Dive Brief:
- Upward Farms plans to build what it describes as the world’s largest indoor vertical farm in Luzerne County, Pennsylvania. The 250,000-square-foot facility is scheduled to begin operations in early 2023, and supply microgreens throughout the Northeast "and beyond," according to a press release.
- The facility will produce greens using Upward Farms' aquaponic platform. The vertical farm operator raises hybrid striped bass in tanks alongside its crops, and uses the fish manure to fertilize the plants. The facility also will allow Upward Farms to scale-up production and supply of its sustainably raised bass, which it recently made available for purchase to consumers and restaurants.
- Upward Farms has two other farms, located in Brooklyn, New York, but it plans to expand into new markets across the U.S. in 2023. After raising $121 million in a Series B round last year, the company is working to gain mass as several players in the vertical farming space expand into additional geographies, add new product lines and make a play to own a bigger slice of the $5.5 billion category globally.
Dive Insight:
To grab investors' and consumers' attention, operators in the highly competitive vertical farming space need to go big. In this case, Upward Farms is embracing a physical scale for its operations that would dwarf other players. According to the company, its Pennsylvania farm will be two to four times larger than its competitors' biggest facilities.
Despite stretching over about six acres, Upward Farms says its newest facility will stay within the sustainability footprint it established with its first two farms. The company expects the Pennsylvania mega-farm to save more than 100 million gallons of water and conserve more than 120 acres of land each year.
With an estimated 90% of leafy greens grown on the West Coast and 90% of seafood imported, Upward Farms said the facility's location in the Northeast will also eliminate 1.7 million food transportation miles per year.
“With this new facility, we’ll be able to reach some of the most populous areas of the US, and nearly 100 million Americans, within a single day of distribution versus the week it can take to receive products from the west coast,” Jason Green, the company's co-founder and CEO, said in a statement.
Still, Upward Farms' plans to increase production dwarfs its current retail footprint, so it remains to be seen how quickly it can scale up and deliver on these projections.
The company's USDA Certified Organic greens are stocked at Whole Foods Markets in New York City.

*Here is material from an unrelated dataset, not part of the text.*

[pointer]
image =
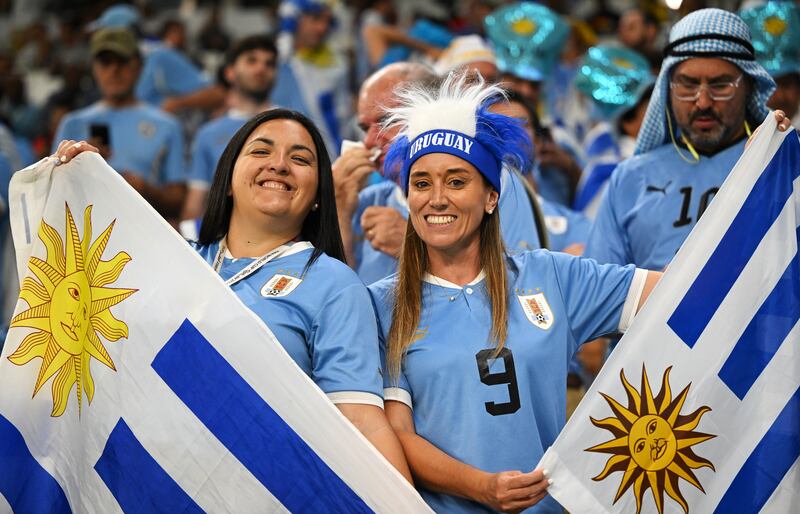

In December, Upward Farms made it's hybrid freshwater white and striped bass available to consumers and restaurants at Greenpoint Fish and Lobster in Brooklyn, New York.
Upward Farms' plans for building the world's largest indoor vertical farm come as other players in the space have announced their own ambitious growth plans.
Last week, New York-based Bowery Farming said it would expand beyond its Northeast and Mid-Atlantic footprint with two new farms serving the Atlanta and Dallas-Fort Worth markets. The facilities in Locust Grove, Georgia, and Arlington, Texas, are slated to open in the first quarter of 2023.
And Plenty Unlimited named Arama Kukutai as its new CEO this week where he will be responsible for growing the California-based vertical farming operator beyond its Western U.S. base. Plenty, which has a farm in South San Francisco and an R&D farm in Laramie, Wyoming, is building what it says will be the world's highest-output vertical indoor farm in a 95,000-square-foot warehouse in Compton, California.